Don’t Overcrowd the Pan. Cook shrimp in batches if necessary; crowding lowers the pan temperature and results in soggy shrimp.
Use Fresh Garlic & Ginger. Fresh aromatics release brighter, more complex flavors than pre‑minced jars.
Finish with Acid. A splash of lemon juice right before serving lifts the sweetness and balances the sauce.
Flavor Enhancements
Add a tablespoon of toasted sesame oil at the end for a nutty aroma, or stir in a handful of toasted sesame seeds for texture. If you enjoy heat, increase the red pepper flakes or drizzle a few drops of sriracha into the glaze.
Common Mistakes to Avoid
Skipping the resting step for the shrimp can cause juices to escape, leaving the meat dry. Also, avoid adding the sauce too early; it will burn if the pan is too hot before the vegetables have softened.
Pro Tips
Pre‑heat the Pan. Let the skillet get hot before adding oil; this ensures immediate sizzle and better browning.
Use a Wide Pan. A larger surface area promotes even cooking and prevents steaming, especially important for the broccoli.
Season in Layers. Lightly salt the shrimp, then adjust seasoning after the sauce is combined for precise flavor control.
Invest in a Thermometer. For perfect shrimp, aim for an internal temperature of 120‑125°F; they’ll finish cooking during the final glaze step.
Variations
Ingredient Swaps
Swap shrimp for scallops or bite‑size pieces of chicken breast for a different protein. Replace broccoli with snap peas, asparagus, or a medley of colorful bell peppers. For a sweeter glaze, use maple syrup or coconut sugar instead of honey.
Dietary Adjustments
For a gluten‑free version, ensure the soy sauce is labeled gluten‑free or substitute tamari. To make it dairy‑free, simply omit any butter and keep the oil base. Keto diners can reduce the honey to a sugar‑free alternative like erythritol and serve over cauliflower rice.
Serving Suggestions
Pair the dish with steamed jasmine rice, quinoa, or a simple cauliflower mash to soak up the glaze. A crisp cucumber‑radish salad adds a refreshing contrast, while a side of garlic‑butter naan works beautifully for a more indulgent meal.
Storage Info
Leftover Storage
Allow the dish to cool to room temperature, then transfer it to an airtight container. Store in the refrigerator for 3‑4 days. For longer keep, portion into freezer‑safe bags or containers and freeze up to 3 months. Label with the date to keep track.
Reheating Instructions
Reheat gently in a skillet over medium heat, adding a splash of water or broth to restore moisture, stirring until the sauce glazes the shrimp again (about 3‑4 minutes). Alternatively, microwave covered on medium power for 2‑3 minutes, stirring halfway through.

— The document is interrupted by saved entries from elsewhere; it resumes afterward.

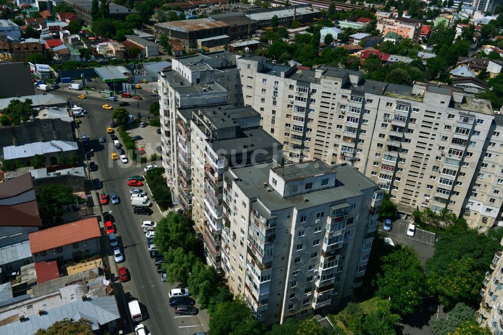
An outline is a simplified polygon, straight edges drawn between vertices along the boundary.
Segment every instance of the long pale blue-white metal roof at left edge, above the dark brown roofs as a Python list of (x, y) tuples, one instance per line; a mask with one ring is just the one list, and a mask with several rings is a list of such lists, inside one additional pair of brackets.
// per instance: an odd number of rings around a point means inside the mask
[(10, 145), (4, 147), (5, 159), (33, 157), (35, 154), (51, 152), (66, 152), (77, 150), (77, 142), (54, 140), (49, 142), (34, 142), (23, 145)]

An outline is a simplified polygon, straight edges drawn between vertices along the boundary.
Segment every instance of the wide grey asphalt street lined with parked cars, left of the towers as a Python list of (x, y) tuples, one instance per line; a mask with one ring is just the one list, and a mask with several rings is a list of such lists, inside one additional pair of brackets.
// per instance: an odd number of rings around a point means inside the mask
[[(129, 325), (124, 329), (124, 333), (130, 333), (131, 321), (129, 313), (124, 312), (124, 306), (127, 301), (135, 298), (138, 299), (144, 317), (143, 323), (148, 332), (153, 334), (177, 334), (188, 335), (197, 331), (206, 331), (208, 329), (208, 316), (206, 310), (202, 311), (197, 316), (176, 316), (174, 309), (169, 305), (169, 297), (167, 295), (171, 288), (176, 287), (171, 283), (161, 281), (161, 276), (157, 274), (153, 260), (149, 258), (147, 251), (147, 243), (145, 234), (141, 228), (143, 220), (158, 221), (161, 219), (161, 214), (154, 204), (151, 209), (153, 214), (135, 215), (130, 204), (129, 190), (126, 185), (128, 177), (133, 175), (143, 175), (143, 168), (146, 164), (133, 164), (131, 162), (124, 164), (120, 160), (113, 161), (110, 157), (111, 152), (115, 152), (110, 135), (106, 133), (106, 128), (110, 124), (112, 111), (102, 109), (102, 105), (108, 104), (114, 108), (118, 107), (121, 101), (128, 101), (132, 108), (128, 108), (130, 113), (136, 115), (137, 106), (133, 99), (119, 98), (118, 102), (107, 101), (98, 93), (90, 93), (86, 99), (77, 99), (76, 96), (83, 94), (83, 91), (57, 90), (56, 94), (66, 99), (71, 99), (71, 103), (81, 105), (82, 108), (88, 111), (85, 117), (81, 117), (81, 124), (77, 131), (80, 136), (86, 134), (90, 139), (90, 149), (94, 149), (94, 156), (85, 163), (94, 161), (98, 165), (98, 170), (91, 172), (91, 179), (99, 178), (103, 183), (103, 189), (97, 192), (105, 192), (107, 195), (116, 193), (120, 197), (120, 203), (112, 205), (108, 203), (102, 206), (102, 212), (112, 211), (114, 217), (114, 226), (117, 232), (119, 246), (124, 255), (125, 261), (116, 265), (112, 262), (110, 269), (116, 280), (115, 285), (121, 285), (117, 281), (117, 267), (125, 266), (128, 270), (130, 280), (122, 283), (122, 291), (124, 295), (121, 297), (120, 289), (116, 290), (117, 300), (120, 305), (123, 322)], [(150, 93), (151, 94), (151, 93)], [(140, 112), (148, 114), (148, 106), (155, 101), (155, 96), (144, 97), (145, 100), (140, 101)], [(155, 128), (149, 127), (155, 132)], [(117, 134), (118, 135), (118, 134)], [(160, 141), (160, 135), (158, 141)], [(107, 141), (99, 142), (99, 137), (104, 136)], [(119, 142), (122, 143), (120, 137)], [(150, 192), (146, 186), (141, 187)], [(103, 223), (101, 223), (103, 226)], [(110, 249), (108, 249), (110, 253)], [(124, 304), (121, 304), (123, 302)], [(196, 306), (198, 306), (196, 304)]]

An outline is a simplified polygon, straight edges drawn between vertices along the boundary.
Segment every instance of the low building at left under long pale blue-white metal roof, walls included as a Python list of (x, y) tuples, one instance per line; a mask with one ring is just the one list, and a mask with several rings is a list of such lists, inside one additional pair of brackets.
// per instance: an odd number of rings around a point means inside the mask
[(45, 164), (58, 164), (59, 156), (69, 157), (77, 154), (77, 142), (52, 140), (48, 142), (34, 142), (23, 145), (4, 147), (4, 159), (14, 159), (21, 164), (29, 165), (36, 154), (45, 156)]

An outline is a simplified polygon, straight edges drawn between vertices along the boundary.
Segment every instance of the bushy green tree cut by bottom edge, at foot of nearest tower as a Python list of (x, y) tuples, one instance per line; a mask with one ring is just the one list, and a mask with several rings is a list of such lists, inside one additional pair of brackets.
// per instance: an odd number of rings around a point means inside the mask
[(218, 304), (215, 312), (210, 315), (208, 335), (264, 333), (264, 325), (251, 315), (251, 310), (241, 297)]

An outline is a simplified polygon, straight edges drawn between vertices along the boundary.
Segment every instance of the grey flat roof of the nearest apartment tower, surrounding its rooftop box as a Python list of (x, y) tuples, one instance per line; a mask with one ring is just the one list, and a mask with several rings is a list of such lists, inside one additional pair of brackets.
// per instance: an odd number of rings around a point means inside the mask
[[(316, 162), (319, 163), (319, 167), (326, 165), (321, 161)], [(302, 164), (300, 163), (300, 165)], [(269, 213), (292, 207), (303, 210), (326, 203), (346, 201), (348, 198), (361, 195), (363, 190), (377, 189), (377, 184), (362, 175), (353, 166), (343, 163), (333, 166), (337, 173), (336, 187), (283, 198), (274, 190), (268, 192), (268, 188), (263, 186), (264, 183), (269, 182), (269, 171), (273, 167), (275, 167), (274, 164), (270, 162), (231, 169), (231, 171), (225, 173), (230, 179), (234, 180), (234, 183), (239, 186), (247, 197), (257, 197), (258, 202), (262, 204), (261, 207)], [(239, 180), (236, 181), (232, 174), (238, 177)], [(254, 204), (254, 206), (256, 205)]]

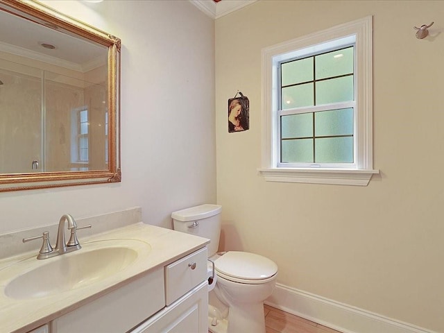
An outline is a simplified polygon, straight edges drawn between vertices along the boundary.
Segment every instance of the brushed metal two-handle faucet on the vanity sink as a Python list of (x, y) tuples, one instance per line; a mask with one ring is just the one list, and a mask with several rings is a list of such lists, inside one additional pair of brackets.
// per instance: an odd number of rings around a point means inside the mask
[[(69, 237), (68, 243), (65, 241), (65, 221), (68, 221), (68, 230), (71, 230), (71, 237)], [(49, 232), (43, 232), (42, 236), (24, 238), (23, 242), (32, 241), (33, 239), (43, 238), (42, 248), (40, 248), (37, 259), (46, 259), (55, 257), (56, 255), (63, 255), (64, 253), (72, 252), (82, 248), (77, 239), (77, 230), (91, 228), (91, 225), (85, 225), (84, 227), (77, 228), (76, 220), (69, 214), (65, 214), (60, 218), (58, 222), (56, 248), (52, 248), (49, 243)]]

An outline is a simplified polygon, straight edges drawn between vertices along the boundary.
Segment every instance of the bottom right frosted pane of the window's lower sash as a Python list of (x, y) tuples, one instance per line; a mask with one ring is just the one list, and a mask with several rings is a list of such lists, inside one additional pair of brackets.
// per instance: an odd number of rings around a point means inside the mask
[(316, 163), (352, 163), (353, 137), (315, 139)]

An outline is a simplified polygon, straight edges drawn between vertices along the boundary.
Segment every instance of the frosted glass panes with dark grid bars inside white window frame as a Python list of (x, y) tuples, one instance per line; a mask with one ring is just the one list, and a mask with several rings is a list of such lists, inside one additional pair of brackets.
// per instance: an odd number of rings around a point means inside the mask
[(341, 45), (278, 63), (278, 166), (355, 161), (354, 48)]

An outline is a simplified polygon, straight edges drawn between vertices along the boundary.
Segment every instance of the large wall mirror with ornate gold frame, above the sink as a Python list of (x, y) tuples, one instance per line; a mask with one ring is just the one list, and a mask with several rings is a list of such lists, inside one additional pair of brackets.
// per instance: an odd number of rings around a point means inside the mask
[(0, 191), (120, 182), (119, 38), (0, 0)]

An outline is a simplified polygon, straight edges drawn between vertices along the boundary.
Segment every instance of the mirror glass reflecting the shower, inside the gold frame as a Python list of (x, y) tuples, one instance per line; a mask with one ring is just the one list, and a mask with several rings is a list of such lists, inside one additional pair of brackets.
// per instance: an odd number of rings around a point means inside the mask
[(0, 31), (0, 173), (108, 169), (108, 48), (7, 12)]

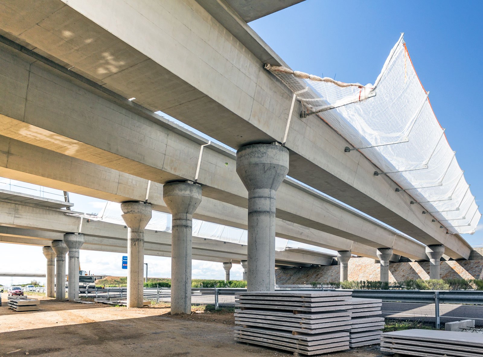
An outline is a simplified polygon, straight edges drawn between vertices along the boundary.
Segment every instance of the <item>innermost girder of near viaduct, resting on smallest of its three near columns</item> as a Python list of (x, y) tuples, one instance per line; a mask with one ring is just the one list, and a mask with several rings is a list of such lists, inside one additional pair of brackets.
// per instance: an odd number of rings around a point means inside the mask
[[(2, 155), (8, 157), (8, 161), (1, 160)], [(69, 167), (70, 170), (58, 170), (59, 166)], [(144, 200), (148, 197), (153, 209), (168, 212), (162, 200), (161, 184), (4, 136), (0, 136), (0, 175), (117, 202)], [(245, 208), (208, 197), (203, 198), (194, 217), (236, 228), (247, 228)], [(376, 258), (374, 247), (280, 218), (276, 218), (276, 233), (281, 238), (328, 249), (352, 250), (354, 254)], [(402, 255), (409, 253), (412, 257), (416, 253), (414, 259), (425, 258), (422, 252), (419, 254), (411, 247), (401, 247), (401, 250)]]

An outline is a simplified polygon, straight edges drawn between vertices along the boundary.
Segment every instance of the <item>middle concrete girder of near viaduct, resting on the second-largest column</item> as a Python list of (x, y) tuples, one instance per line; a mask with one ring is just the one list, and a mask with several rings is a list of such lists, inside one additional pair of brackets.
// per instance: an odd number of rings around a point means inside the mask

Frequently Asked Questions
This One‑Pan Honey Garlic Shrimp and Broccoli Delight brings together sweet, savory, and bright flavors in a quick, low‑cleanup package. By following the detailed steps, using fresh ingredients, and applying the provided tips, you’ll achieve a restaurant‑worthy dish any night of the week. Feel free to experiment with swaps or add your own twist—cooking is an adventure, after all. Enjoy the burst of flavor and the satisfaction of a perfectly executed one‑pan meal!